Enfin vous êtes des artisans et j’aime ce mot parce qu’il a des harmoniques proches de celui d’artisteset c’est vrai pour ce qui vous concerne, mais parce que vous faites, vous transformez, nous allons le voir aujourd’hui et je veux remercier en cela le Bocuse d’Or, remercier notre ami, Monsieur GINON qui vient ici de faire vos présentations à tous, Anne-Sophie PIC, président d’honneur du Bocuse d’Or France 2017, Régis MARCON, président du concours, Guy SAVOY qui signe le déjeuner, Yannick ALLENO, Dominique CRENN, Claire HEITZLER, qui apportent leur talent à la réalisation du déjeuner sans oublier bien sûr, Alain DUCASSE et Joël ROBUCHON, les deux chefs les plus étoilé du monde et Jérôme BOCUSE, président du Bocuse d’Or.

Mais derrière ces noms, il y a vous toutes et tous parce qu’en me déplaçant sur notre territoire, j’ai parfois un peu croisé vos vies ou votre quotidien de manière fugace, mais je n’oublie jamais. Alors il y a d’abord une géographie parce que notre République elle n’existe pas sans ces territoires et vous êtes les territoires rassemblés mais, il y a surtout des journées qui commencent tôt et qui finissent tard, la volonté de perfectionner un geste jusqu’à l’extrême, la volonté de le transmettre et de le passer aux plus jeunes pour que cela dure, que cela vous dépasse, la fatigue qui n’existe pas, l’exigence qui fait que d’une récompense, on va à l’autre et que, quand bien même on est au sommet, on continue à guetter des sourires, les signes de satisfaction et qu’on vit dans l’angoisse d’être un peu moins parfait. Mais je n’ignore rien de tout cela et je sais que c’est votre quotidien.
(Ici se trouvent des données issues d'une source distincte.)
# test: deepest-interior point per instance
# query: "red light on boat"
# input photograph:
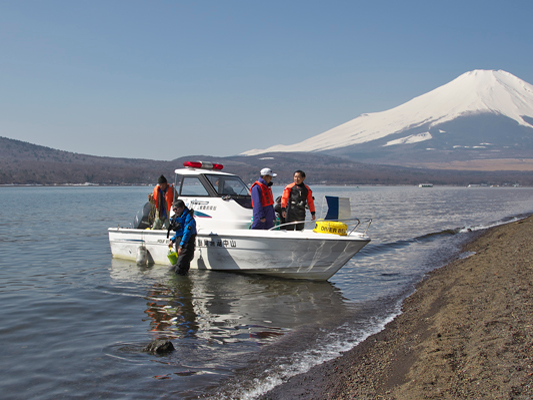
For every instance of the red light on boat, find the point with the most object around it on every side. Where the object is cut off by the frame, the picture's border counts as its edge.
(202, 164)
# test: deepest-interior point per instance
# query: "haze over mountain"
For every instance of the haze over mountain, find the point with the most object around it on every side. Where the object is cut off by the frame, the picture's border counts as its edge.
(481, 115)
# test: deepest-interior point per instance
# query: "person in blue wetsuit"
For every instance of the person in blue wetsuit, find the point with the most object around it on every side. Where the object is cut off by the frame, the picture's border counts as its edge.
(263, 201)
(185, 237)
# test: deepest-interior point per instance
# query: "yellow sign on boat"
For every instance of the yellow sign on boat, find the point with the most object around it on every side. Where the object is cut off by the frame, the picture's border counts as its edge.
(332, 227)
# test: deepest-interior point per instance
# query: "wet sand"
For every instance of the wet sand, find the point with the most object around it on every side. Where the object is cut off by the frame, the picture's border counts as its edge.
(466, 333)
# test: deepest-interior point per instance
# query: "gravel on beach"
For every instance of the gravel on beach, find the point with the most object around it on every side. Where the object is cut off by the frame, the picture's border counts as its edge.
(465, 333)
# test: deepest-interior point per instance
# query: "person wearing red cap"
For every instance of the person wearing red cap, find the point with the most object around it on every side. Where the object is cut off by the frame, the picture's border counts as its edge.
(263, 201)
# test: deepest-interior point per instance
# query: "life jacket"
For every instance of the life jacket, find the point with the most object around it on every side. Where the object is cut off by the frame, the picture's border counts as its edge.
(169, 198)
(267, 198)
(297, 195)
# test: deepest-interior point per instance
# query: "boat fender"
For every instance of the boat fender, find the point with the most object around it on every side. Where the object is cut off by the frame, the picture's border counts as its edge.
(142, 255)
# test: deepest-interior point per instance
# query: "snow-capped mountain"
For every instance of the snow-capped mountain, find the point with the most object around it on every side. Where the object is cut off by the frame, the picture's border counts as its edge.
(481, 109)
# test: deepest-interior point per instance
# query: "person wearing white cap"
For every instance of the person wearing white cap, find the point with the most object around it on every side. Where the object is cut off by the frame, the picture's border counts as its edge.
(263, 201)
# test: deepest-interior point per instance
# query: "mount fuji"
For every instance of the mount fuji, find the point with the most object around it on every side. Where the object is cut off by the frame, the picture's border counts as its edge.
(483, 117)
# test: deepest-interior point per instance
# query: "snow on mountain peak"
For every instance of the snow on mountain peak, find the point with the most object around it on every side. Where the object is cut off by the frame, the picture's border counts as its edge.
(477, 91)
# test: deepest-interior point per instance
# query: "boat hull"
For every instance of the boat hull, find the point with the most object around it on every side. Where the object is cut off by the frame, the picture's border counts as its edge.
(287, 254)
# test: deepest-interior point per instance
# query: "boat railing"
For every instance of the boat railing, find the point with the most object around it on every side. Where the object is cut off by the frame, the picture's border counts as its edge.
(356, 222)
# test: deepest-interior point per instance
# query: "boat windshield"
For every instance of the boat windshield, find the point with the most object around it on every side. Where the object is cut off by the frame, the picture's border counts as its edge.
(228, 185)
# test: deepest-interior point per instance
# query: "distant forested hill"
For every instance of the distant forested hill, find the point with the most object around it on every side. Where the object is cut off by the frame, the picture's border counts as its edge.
(25, 163)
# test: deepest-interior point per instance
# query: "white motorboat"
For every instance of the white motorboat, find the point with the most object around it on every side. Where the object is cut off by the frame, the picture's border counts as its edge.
(223, 212)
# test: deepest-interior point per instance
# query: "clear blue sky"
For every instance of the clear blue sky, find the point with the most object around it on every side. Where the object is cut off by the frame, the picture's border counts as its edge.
(163, 79)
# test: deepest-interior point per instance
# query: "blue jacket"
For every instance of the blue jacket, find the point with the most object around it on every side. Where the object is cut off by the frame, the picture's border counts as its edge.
(187, 227)
(260, 211)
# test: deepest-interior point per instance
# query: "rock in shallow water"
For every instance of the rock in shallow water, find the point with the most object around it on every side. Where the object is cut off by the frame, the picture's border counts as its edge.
(159, 347)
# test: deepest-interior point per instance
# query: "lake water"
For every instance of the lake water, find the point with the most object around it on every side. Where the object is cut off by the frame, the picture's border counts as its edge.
(74, 321)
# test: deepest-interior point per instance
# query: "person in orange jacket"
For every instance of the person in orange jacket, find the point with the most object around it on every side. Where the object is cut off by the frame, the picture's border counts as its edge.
(163, 197)
(294, 199)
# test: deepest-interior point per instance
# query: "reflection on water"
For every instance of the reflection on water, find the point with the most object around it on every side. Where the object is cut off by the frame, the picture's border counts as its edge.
(223, 308)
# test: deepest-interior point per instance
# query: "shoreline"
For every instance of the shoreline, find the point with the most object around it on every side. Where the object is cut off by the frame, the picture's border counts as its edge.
(466, 332)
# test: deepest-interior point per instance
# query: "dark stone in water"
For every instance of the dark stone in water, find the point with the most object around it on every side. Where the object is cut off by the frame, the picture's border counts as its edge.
(159, 347)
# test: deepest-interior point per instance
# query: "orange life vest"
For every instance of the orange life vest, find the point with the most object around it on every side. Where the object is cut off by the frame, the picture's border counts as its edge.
(169, 198)
(267, 198)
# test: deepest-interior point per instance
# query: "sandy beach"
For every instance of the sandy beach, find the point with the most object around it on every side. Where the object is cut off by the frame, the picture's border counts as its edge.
(466, 333)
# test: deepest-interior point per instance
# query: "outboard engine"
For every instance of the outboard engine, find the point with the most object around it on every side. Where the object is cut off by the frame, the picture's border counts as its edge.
(142, 219)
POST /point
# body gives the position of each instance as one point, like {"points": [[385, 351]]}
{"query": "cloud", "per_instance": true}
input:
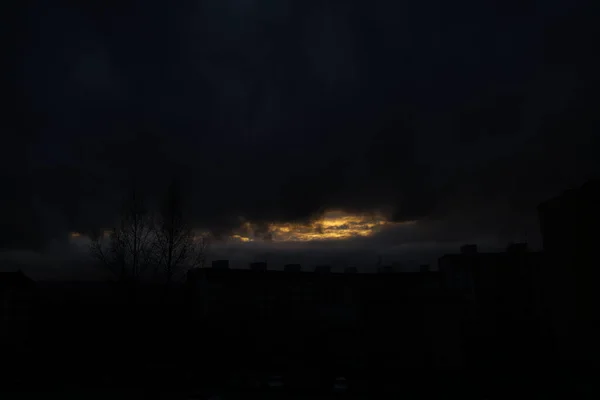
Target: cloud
{"points": [[279, 112]]}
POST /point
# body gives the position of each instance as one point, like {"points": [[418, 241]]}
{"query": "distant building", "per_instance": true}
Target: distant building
{"points": [[258, 266], [292, 268], [385, 269], [569, 225], [323, 269]]}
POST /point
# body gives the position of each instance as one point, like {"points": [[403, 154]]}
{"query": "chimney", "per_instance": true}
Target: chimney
{"points": [[387, 269], [468, 249], [220, 264], [323, 269], [292, 268], [517, 248], [258, 266]]}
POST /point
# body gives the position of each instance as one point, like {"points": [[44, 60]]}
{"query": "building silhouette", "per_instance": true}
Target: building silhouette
{"points": [[569, 226]]}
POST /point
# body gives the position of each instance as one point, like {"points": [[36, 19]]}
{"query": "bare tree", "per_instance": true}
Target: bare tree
{"points": [[177, 247], [128, 250]]}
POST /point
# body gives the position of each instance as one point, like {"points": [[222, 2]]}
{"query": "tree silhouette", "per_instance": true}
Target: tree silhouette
{"points": [[176, 245]]}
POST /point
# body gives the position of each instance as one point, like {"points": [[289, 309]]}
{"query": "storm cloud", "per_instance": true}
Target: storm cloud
{"points": [[462, 118]]}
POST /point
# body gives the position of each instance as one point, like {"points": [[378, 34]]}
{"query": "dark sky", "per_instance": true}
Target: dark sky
{"points": [[462, 115]]}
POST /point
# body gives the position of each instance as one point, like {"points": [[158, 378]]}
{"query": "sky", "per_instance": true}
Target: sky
{"points": [[448, 121]]}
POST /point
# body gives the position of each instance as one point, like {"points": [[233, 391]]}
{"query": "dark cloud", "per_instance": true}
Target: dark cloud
{"points": [[463, 116]]}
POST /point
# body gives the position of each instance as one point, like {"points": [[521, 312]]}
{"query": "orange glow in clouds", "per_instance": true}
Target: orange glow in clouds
{"points": [[333, 225]]}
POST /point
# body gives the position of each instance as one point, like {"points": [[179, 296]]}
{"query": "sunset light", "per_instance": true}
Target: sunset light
{"points": [[333, 225]]}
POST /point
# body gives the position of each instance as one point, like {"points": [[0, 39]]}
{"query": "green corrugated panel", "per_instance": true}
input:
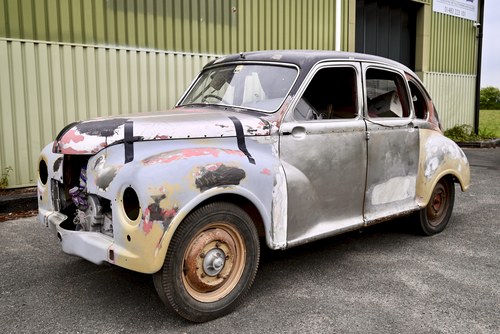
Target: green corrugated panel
{"points": [[454, 97], [45, 86], [453, 45], [205, 26]]}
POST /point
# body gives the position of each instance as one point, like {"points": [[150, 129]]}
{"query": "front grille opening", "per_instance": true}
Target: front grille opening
{"points": [[43, 171], [131, 204]]}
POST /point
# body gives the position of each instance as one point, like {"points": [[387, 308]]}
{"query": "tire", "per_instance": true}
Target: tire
{"points": [[435, 216], [211, 263]]}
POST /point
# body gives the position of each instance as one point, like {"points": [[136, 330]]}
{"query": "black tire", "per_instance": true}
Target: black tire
{"points": [[435, 216], [211, 263]]}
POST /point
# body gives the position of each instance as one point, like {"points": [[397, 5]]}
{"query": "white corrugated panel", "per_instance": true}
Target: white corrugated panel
{"points": [[44, 86], [454, 97]]}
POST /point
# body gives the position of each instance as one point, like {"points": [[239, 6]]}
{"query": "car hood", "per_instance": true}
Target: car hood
{"points": [[89, 137]]}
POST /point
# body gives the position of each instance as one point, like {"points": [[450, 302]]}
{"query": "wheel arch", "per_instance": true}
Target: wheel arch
{"points": [[238, 196], [452, 175]]}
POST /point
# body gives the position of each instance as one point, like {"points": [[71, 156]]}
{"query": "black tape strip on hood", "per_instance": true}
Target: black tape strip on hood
{"points": [[240, 137]]}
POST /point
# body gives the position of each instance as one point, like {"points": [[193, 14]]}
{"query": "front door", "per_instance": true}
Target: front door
{"points": [[323, 151]]}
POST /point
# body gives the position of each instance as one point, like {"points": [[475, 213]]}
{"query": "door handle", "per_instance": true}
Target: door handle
{"points": [[299, 132]]}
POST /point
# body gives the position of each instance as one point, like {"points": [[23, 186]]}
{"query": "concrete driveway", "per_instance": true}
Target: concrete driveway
{"points": [[385, 279]]}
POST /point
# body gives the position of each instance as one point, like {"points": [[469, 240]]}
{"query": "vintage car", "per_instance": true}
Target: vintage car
{"points": [[289, 146]]}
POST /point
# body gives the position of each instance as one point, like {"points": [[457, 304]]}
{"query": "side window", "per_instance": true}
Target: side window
{"points": [[386, 94], [419, 101], [331, 94]]}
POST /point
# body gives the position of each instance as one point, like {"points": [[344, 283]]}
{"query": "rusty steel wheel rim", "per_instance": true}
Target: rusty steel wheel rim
{"points": [[213, 262], [438, 204]]}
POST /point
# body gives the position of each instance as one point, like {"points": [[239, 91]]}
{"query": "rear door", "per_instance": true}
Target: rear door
{"points": [[393, 144], [323, 152]]}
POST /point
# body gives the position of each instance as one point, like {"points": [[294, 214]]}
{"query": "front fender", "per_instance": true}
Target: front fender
{"points": [[439, 156], [169, 184]]}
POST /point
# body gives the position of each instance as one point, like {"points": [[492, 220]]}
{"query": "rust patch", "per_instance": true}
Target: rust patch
{"points": [[218, 175], [188, 153], [265, 171], [101, 128], [154, 213], [104, 174], [57, 164]]}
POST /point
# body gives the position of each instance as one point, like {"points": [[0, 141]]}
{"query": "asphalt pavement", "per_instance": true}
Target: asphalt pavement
{"points": [[385, 279]]}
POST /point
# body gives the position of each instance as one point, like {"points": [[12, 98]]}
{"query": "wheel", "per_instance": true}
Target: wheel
{"points": [[435, 216], [211, 262]]}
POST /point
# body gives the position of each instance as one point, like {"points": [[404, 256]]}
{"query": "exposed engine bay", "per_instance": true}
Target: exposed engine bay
{"points": [[86, 212]]}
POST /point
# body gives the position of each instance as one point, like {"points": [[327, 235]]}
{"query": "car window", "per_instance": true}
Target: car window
{"points": [[419, 101], [254, 86], [386, 94], [331, 94]]}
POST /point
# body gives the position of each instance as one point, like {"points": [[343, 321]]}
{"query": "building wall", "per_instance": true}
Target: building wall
{"points": [[198, 26], [449, 69], [63, 61]]}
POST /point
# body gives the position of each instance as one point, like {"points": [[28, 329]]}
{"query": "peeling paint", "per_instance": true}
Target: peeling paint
{"points": [[218, 175], [393, 190], [266, 171], [155, 213], [168, 157], [104, 175], [57, 164], [100, 128]]}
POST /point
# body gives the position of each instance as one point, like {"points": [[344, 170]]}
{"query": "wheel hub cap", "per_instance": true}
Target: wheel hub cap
{"points": [[214, 262], [209, 260]]}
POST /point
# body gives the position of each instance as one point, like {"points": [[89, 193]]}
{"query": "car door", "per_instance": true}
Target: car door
{"points": [[393, 144], [323, 153]]}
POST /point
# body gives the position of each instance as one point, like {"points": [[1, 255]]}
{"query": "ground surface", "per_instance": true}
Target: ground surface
{"points": [[383, 280]]}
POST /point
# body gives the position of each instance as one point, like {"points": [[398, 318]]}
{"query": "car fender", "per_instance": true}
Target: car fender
{"points": [[439, 157], [170, 184]]}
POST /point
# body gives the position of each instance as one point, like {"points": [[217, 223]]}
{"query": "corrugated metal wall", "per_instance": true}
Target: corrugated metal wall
{"points": [[88, 68], [45, 86], [453, 96], [205, 26], [453, 46]]}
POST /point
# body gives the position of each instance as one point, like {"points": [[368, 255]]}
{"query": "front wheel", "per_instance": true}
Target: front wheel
{"points": [[435, 216], [211, 263]]}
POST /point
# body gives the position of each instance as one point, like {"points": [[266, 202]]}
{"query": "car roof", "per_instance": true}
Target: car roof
{"points": [[305, 58]]}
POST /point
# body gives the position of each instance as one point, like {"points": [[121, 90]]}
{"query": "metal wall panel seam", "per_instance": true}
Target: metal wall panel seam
{"points": [[110, 47]]}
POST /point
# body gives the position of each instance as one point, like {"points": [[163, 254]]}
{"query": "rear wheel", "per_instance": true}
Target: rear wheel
{"points": [[435, 216], [211, 263]]}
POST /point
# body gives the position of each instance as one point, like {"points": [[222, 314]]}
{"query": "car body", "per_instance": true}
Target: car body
{"points": [[291, 146]]}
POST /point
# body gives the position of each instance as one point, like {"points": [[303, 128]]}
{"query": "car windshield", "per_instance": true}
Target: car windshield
{"points": [[253, 86]]}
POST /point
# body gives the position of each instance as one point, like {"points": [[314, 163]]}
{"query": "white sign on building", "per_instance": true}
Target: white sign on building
{"points": [[466, 9]]}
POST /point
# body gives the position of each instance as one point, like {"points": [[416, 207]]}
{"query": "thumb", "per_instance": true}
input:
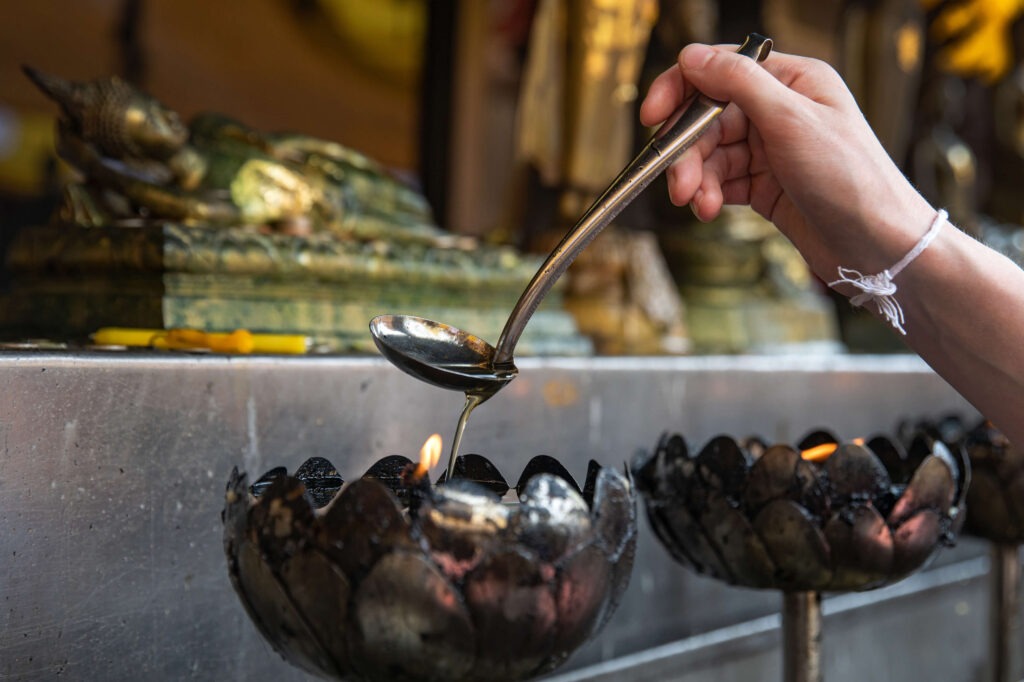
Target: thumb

Il est d’une exigence extrême mais vous êtes des artistes. Et le pays a besoin de cette exigence et de la reconnaître, c’est pour ça que vous êtes là, mais parce que vous êtes un exemple pour les plus jeunes, rien ne se fait sans l’effort, rien n’existe sans le mérite, rien ne se conquièrent, sans ces petits matins rien et ne les regrettez jamais, même les jours difficiles, ne les regrettez jamais, c’est ce qui nous fait. Mais vous êtes aussi un exemple parce que chez tous nos jeunes, il y a un avenir dans tous les métiers et vous êtes une profession, un art, un savoir-faire qui montre que lorsqu’on a la passion, on peut trouver sa place de la pâtisserie à la cuisine, au service en passant par tous les métiers qui vous sont liés et je vois encore le visage de nos argentiers ici ou de toutes celles et ceux qui font le service et que je veux remercier pour leur dévouement. Je sais leur passion, vous savez, ici dans cette pièce à minuit, nous sommes passés avec Brigitte, il y avait des femmes et des hommes de cette maison qui avec passion dressaient les tables, avec la même passion que vous et ils le font à chaque fois et je les en remercie.

Mais ça veut dire une chose, c’est que chacune et chacun a sa place, la trouve dans la société, et il porte une excellence. La place de la France, son visage pour vous aujourd’hui pour des chefs d’Etat étrangers n’existe pas, s’il n’y a pas ce petit geste supplémentaire qui a été l’obsession de l’un ou l’autre en cuisine, du service de la sommelière en passant par celles et ceux qui vous accompagnent, tout se joue là.

Alors ne lâchez rien de votre exigence, mais continuons à l’expliquer, à la donner à voir, parce que je suis convaincu que derrière cela, il y a une place pour nos jeunes en grand nombre et il y a une dignité dans cette excellence. Une dignité irremplaçable, elle ne se calcule pas en argent, elle ne se calcule même pas toujours en médaille, elle se calcule à la reconnaissance que vos proches, celles et ceux qui travaillent avec vous, celles et ceux qui goûtent votre cuisine vous donne chaque jour et qu’aujourd’hui, nous voulions partager avec vous pour vous dire que par-delà les frontières sur les grands projets du pays, mais dans l’intimité de ce qui est notre pays, notre civilisation, votre rôle est essentiel, et pour toutes ces raisons, je compte sur vous comme vous pouvez compter sur moi. Merci à vous.

Discours prononcé par Emmanuel Macron devant les 180 chefs de cuisine réunis à l’Elysée.